Container concept Cooking metaphor
Dockerfile Recipe
docker build Following the recipe
Container image Completed dish
Layer Replaceable part of dish
Container Dish served on a table
Image repository Grocery store
docker compose Serving several dishes together

A Dockerfile is your recipe

Ok, I know this isn’t original – almost every explanation of Docker and containers uses this metaphor. But it’s a good one. I’m surprised I’ve never seen it extended through the rest of Docker’s concepts. The recipe metaphor can go a little deeper too – your typical recipe describes both specific ingredients and step-by-step instructions on how to combine those ingredients. This is true of a Dockerfile as well – you describe the resources you need and what to do with them.

Docker build is following your recipe

If we stick with the cooking analogy, Docker build is the act of grabbing your ingredients from the fridge and pantry, prepping them, and combining them – all according to your recipe. The result…

A container image is your finished dish

After you successfully follow the recipe, you get a result: your completed dish. It consumed ingredients and is now taking up space in your kitchen. This is just like a container image – its resources like another image, an npm library, your source code, etc… all put together in a particular way and taking up space. But just like no one is immediately eating from your dish in whatever pot or pan you’ve cooked it in, no one is directly using the container image. It still needs to be put into a usable, consumable state.
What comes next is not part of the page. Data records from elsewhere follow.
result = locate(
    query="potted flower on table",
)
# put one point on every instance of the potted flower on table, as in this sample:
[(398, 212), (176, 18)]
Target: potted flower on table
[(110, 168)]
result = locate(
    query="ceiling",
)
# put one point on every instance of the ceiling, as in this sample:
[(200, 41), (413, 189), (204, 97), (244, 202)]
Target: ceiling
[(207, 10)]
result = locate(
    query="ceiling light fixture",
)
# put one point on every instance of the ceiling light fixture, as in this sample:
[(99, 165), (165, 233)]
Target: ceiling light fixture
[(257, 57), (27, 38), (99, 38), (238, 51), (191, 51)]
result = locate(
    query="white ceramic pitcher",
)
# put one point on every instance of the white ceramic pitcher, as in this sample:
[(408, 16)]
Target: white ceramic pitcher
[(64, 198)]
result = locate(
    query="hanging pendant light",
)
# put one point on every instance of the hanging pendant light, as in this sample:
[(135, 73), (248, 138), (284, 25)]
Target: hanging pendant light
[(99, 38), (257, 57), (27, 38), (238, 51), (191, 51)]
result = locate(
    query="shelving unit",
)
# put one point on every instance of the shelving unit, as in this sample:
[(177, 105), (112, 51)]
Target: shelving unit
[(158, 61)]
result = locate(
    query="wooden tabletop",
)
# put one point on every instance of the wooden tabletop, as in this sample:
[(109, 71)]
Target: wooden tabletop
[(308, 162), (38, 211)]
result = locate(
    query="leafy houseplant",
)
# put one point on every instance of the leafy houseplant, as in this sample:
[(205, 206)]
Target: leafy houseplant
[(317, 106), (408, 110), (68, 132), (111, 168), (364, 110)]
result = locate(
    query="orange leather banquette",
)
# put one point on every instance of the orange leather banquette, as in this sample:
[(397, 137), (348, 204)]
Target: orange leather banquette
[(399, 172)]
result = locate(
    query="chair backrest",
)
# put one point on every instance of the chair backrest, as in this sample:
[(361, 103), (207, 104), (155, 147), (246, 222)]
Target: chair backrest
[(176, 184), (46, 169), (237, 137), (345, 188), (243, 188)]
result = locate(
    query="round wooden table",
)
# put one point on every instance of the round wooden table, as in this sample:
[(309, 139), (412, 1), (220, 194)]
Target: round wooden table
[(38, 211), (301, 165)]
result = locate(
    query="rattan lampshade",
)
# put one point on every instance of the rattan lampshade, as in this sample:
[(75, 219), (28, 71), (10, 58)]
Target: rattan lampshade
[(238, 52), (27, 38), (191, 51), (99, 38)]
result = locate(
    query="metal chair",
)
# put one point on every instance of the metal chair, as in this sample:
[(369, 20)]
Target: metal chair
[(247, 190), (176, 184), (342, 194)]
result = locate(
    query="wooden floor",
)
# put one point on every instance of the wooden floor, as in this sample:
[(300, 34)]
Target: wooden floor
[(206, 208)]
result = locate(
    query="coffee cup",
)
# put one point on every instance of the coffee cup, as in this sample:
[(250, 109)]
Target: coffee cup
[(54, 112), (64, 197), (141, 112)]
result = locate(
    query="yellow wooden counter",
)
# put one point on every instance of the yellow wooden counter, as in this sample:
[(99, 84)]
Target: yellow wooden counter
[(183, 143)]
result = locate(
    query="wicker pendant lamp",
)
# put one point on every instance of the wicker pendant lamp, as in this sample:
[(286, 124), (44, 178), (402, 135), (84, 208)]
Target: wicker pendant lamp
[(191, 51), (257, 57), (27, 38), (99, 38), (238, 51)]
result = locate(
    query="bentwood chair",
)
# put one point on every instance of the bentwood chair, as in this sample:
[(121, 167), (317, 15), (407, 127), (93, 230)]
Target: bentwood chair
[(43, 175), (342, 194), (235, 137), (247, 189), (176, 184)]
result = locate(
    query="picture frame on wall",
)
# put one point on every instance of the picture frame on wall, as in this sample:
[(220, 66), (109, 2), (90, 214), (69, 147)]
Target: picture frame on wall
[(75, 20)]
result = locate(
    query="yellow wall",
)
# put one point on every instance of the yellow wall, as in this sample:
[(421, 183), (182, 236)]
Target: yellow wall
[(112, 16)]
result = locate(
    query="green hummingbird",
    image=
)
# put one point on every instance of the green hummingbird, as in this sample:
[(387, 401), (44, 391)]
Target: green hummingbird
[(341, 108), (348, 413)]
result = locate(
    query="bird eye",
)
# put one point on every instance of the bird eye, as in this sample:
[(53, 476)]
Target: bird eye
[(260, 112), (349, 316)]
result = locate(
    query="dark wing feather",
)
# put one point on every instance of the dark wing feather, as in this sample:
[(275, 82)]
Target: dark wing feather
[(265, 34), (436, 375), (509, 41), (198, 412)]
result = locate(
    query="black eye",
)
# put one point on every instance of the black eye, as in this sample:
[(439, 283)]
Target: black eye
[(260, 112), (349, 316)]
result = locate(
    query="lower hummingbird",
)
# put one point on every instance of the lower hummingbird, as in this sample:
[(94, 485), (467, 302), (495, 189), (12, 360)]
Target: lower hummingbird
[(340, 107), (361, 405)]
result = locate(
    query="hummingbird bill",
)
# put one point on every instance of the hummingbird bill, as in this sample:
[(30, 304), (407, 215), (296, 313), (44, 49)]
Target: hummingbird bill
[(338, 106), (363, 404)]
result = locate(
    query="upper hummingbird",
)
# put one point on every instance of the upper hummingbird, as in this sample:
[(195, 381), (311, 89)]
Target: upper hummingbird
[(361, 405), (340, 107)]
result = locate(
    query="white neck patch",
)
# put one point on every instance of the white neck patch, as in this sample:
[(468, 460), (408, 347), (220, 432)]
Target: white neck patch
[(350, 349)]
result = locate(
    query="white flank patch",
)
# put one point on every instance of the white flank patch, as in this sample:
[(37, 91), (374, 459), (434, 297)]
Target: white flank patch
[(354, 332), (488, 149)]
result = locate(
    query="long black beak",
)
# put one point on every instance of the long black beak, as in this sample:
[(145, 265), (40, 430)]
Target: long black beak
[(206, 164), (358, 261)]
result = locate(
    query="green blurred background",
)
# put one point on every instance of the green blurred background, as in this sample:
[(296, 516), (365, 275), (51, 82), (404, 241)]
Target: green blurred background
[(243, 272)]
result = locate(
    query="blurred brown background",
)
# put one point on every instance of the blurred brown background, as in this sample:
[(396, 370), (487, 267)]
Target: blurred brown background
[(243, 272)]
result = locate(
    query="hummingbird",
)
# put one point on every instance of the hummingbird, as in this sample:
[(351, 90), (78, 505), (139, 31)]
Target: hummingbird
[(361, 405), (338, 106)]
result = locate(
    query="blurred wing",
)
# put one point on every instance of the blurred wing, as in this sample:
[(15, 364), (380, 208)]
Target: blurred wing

Another twist on this is when you’re cooking, say, a pasta dish, you could create your pasta from scratch. Or you could use pre-made pasta. A similar idea exists with container images – you could create one from scratch or you can start from a pre-made one that already has many of the resources you need downloaded and configured.
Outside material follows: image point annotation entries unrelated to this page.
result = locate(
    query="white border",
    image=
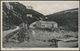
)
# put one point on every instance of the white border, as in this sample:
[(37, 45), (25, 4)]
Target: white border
[(29, 48)]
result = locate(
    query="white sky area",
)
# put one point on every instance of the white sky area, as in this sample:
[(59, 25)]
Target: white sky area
[(49, 7)]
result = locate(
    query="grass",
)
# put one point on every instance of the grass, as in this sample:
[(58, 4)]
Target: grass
[(42, 39)]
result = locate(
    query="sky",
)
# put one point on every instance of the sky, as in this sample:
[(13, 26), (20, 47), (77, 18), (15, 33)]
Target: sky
[(50, 7)]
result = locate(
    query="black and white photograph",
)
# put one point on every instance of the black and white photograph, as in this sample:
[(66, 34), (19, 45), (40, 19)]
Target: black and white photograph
[(40, 24)]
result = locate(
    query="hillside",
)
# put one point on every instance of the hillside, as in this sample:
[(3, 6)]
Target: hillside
[(67, 19), (15, 13)]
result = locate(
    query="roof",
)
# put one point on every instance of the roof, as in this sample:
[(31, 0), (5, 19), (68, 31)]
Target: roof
[(48, 22)]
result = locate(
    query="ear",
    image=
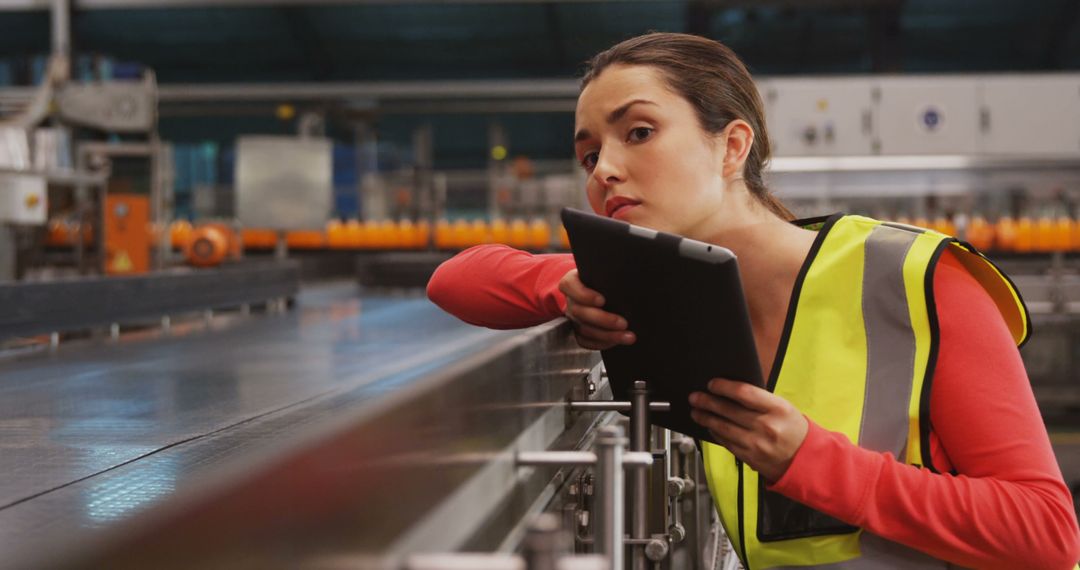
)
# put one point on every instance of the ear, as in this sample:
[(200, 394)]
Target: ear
[(739, 138)]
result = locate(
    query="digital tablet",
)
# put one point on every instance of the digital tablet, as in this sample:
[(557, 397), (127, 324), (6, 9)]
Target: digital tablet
[(682, 298)]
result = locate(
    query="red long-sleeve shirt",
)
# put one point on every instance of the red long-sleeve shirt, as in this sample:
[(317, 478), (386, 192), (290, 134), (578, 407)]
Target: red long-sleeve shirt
[(1007, 509)]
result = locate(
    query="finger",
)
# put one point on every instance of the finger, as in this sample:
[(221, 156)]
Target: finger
[(725, 408), (571, 286), (596, 317), (747, 395), (602, 335)]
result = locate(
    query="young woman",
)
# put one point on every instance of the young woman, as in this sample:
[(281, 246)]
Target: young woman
[(898, 430)]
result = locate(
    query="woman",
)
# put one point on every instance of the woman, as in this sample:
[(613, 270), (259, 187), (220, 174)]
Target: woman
[(898, 430)]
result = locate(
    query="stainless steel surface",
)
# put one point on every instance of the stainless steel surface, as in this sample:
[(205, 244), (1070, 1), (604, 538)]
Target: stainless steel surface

A container is your dish served on a plate with utensils

The last step before someone can enjoy your dish is for the food to be served. It needs to be prepared and served in a way that someone can eat it. This is kind of like the relation between a container image and a container instance. The container instance can be used and interacted with. It’s the deliverable. And just like a dish that’s served uses up limited plates, utensils, and space on your table, your container is now consuming limited resources on your server like ports and memory.

Abusing the metaphor

I hope this metaphor is clicking with you so far. If so, let’s keep going with it to explain a few more important Docker concepts.

An image repository is your grocery store

Early I described how your container image is a finished dish sitting in your kitchen and you can leverage other images to create yours much like you can pull pre-made parts of your dish from your pantry. However, much like your pantry and fridge, your computer has limited space. It doesn’t make sense for it to hold a lot of images. In the real world we solve this by having grocery stores we can go to just before making a dish. In the container world, there’s image repositories.

A layer is part of your dish you can swap out

Imagine you’ve handmade a bunch of pasta, combined it with a homemade marinara sauce, and served the final dish. But the next night you want something a little different, so you make a homemade white sauce instead. You can take this sauce and combine it with the handmade pasta from the previous night. It goes without saying that it would be ridiculous to throw out the perfectly good pasta from the night before and make more from scratch. That’s the idea behind layers in a container image – don’t download every resource, run every compilation, move every file, etc… if you don’t have to.

Docker compose is serving a meal with several dishes

If you think about the last time you went to a restaurant and recall how everything came out in a precise order – appetizers came out for first and the entrees came out all at the same time. In the back of the restaurant, not only are they putting together dishes according to recipes, but they’re orchestrating when to execute those recipes to get multiple dishes to the right table at the right time. This is the idea behind docker compose – organizing multiple containers to work together.